Summary: | Ce mémoire de maîtrise porte sur le roman Les Onze mille verges de Guillaume Apollinaire, et plus spécifiquement sur la réception singulière des contenus sexuels scabreux qu'il met en scène. En effet, le lecteur, face à l'étalage de pratiques et comportements socialement marginaux et parfois fort anxiogènes, ne s'insurge pas mais rit - ou à tout le moins sourit -, le roman semblant lui imposer une nouvelle évaluation des contenus, annihilant d'une certaine façon le jugement / le sentiment (négatifs) qu'ils génèrent habituellement. Ce sont les modalités - essentiellement comiques - de ce renversement des valeurs, de cette transformation de la réaction lecturale qui nous intéressent ici.
Dans le premier chapitre, nous cherchons à révéler le phénomène comique dans sa grande complexité, à en dévoiler les rouages importants dans l'optique de rendre compte de la façon dont ces derniers contribuent au détournement ou encore à la désensibilisation du lecteur. Nous analysons, en tant que ressorts comiques observables dans plusieurs séquences et motifs du roman d'Apollinaire, la parodie d'une légende chrétienne, le jeu et ses déploiements, la contradiction axiologique, la mise en évidence du physique, la déshumanisation, l'interférence de séries et le comique de mot.

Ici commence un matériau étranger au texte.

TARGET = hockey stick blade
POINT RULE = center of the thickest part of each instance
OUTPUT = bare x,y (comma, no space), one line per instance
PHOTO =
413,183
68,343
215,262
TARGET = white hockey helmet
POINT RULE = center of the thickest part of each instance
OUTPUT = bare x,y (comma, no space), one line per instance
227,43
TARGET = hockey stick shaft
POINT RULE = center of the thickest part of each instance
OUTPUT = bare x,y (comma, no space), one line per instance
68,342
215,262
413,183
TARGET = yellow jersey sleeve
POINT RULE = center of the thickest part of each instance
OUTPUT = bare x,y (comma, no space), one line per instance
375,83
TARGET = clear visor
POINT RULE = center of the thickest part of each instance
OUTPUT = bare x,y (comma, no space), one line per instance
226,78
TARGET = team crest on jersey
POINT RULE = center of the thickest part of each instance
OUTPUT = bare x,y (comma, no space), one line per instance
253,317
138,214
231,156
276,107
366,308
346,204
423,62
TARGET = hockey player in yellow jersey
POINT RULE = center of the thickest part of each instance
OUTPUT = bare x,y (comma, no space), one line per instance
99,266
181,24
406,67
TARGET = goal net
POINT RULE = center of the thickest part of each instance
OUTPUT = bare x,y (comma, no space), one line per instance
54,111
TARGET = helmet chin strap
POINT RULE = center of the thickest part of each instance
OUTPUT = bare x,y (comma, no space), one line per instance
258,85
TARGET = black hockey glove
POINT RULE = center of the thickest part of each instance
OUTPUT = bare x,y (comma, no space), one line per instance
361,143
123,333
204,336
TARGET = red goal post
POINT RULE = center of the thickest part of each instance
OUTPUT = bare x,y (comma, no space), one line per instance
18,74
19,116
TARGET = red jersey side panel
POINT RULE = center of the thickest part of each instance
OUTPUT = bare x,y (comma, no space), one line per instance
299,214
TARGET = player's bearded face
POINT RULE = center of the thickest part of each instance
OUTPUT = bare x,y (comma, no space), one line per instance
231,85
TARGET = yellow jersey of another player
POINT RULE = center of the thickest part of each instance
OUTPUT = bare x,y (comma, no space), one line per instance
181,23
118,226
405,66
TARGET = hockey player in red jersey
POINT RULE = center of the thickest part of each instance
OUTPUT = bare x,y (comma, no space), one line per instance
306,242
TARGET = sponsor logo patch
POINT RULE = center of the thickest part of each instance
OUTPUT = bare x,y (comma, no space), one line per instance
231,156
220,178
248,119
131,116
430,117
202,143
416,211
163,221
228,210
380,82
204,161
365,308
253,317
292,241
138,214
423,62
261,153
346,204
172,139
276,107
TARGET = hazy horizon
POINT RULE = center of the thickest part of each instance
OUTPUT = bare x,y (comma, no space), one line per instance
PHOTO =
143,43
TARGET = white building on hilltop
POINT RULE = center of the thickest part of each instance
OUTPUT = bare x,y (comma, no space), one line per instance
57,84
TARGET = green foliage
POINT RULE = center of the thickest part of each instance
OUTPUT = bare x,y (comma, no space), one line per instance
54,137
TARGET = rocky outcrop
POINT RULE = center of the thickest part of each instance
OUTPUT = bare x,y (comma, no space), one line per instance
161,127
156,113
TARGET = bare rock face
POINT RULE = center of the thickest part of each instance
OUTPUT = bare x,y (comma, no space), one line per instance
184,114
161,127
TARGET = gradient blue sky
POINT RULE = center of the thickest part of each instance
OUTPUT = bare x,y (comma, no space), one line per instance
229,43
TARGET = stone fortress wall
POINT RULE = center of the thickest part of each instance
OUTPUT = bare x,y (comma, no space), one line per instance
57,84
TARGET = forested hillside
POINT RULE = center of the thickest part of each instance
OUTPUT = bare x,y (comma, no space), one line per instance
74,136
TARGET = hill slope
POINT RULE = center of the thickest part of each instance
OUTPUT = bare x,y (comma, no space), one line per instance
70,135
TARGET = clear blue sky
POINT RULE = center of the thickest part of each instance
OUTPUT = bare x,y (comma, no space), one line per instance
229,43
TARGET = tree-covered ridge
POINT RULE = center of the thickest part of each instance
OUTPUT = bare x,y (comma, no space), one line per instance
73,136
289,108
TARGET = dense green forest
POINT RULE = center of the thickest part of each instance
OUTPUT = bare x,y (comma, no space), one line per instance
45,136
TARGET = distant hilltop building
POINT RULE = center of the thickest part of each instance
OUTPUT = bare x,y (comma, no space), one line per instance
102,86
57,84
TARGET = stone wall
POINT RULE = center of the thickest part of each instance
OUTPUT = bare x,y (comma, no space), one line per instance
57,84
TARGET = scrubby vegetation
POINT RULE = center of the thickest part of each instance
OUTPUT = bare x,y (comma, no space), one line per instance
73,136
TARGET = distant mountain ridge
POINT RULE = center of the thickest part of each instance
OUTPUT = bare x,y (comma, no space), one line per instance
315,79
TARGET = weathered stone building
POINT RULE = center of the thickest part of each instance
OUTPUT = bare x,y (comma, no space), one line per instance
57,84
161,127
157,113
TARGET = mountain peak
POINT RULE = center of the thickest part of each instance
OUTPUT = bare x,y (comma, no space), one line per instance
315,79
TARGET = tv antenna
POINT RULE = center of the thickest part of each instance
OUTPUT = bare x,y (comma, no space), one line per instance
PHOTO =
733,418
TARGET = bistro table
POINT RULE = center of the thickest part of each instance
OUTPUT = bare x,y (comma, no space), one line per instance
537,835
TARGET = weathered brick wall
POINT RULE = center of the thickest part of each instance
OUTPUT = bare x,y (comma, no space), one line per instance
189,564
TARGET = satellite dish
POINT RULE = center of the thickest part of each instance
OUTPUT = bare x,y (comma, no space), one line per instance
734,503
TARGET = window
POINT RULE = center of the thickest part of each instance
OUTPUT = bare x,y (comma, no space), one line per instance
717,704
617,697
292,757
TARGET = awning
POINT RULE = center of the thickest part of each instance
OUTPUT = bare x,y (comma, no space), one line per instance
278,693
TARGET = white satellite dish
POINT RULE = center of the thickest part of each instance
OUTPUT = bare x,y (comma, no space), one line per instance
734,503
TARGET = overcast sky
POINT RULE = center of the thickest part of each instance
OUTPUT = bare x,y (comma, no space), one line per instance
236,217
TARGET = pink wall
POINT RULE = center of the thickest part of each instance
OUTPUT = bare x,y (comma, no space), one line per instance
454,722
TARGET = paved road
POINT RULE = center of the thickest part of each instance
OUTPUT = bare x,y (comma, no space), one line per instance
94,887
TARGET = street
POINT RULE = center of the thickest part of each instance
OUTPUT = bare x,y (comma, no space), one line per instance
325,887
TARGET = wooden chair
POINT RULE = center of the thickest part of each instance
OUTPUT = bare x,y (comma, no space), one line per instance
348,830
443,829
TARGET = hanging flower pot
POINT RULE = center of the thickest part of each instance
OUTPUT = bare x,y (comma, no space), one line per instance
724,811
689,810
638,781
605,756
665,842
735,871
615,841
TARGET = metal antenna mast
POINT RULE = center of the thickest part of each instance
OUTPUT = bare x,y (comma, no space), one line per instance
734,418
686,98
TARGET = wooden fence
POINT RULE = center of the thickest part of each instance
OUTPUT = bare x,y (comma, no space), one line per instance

Nous montrons dans le deuxième chapitre qu'un système de valeurs relatif au carnaval d'antan structure l'oeuvre, et que, dans cette axiologie propre, certains contenus particuliers des Onze mille verges - la sexualité infantile, la satisfaction des besoins naturels, la confusion des genres sexuels, la souffrance, la mort et ses circonstances atroces -, de même que plus généralement le bas corporel, ont une signification et des accents singuliers, joyeux.
Nous nous intéressons, dans le troisième chapitre, à la parodie du roman de chevalerie dont l'analyse nous permet de signaler d'autres mécanismes importants du repositionnement lecrural inhérent aux contenus sexuels dans le roman d'Apollinaire, à savoir la culbute parodique par laquelle la sexualité se voit sporadiquement projetée vers le haut, ainsi que la déviation du contenu - au fort potentiel scandaleux - vers la forme - à la charge émotive quasi nulle - qu'entraîne la présence d'éléments parodiés.
Il s'agit en fait pour nous de montrer qu'ils sont autant de puissants moyens déployés par le texte pour faire littéralement basculer - du moins le temps de la lecture - une axiologie relative aux pratiques sexuelles, et qui reste, dans bien des cas, encore aujourd'hui fortement ancrée.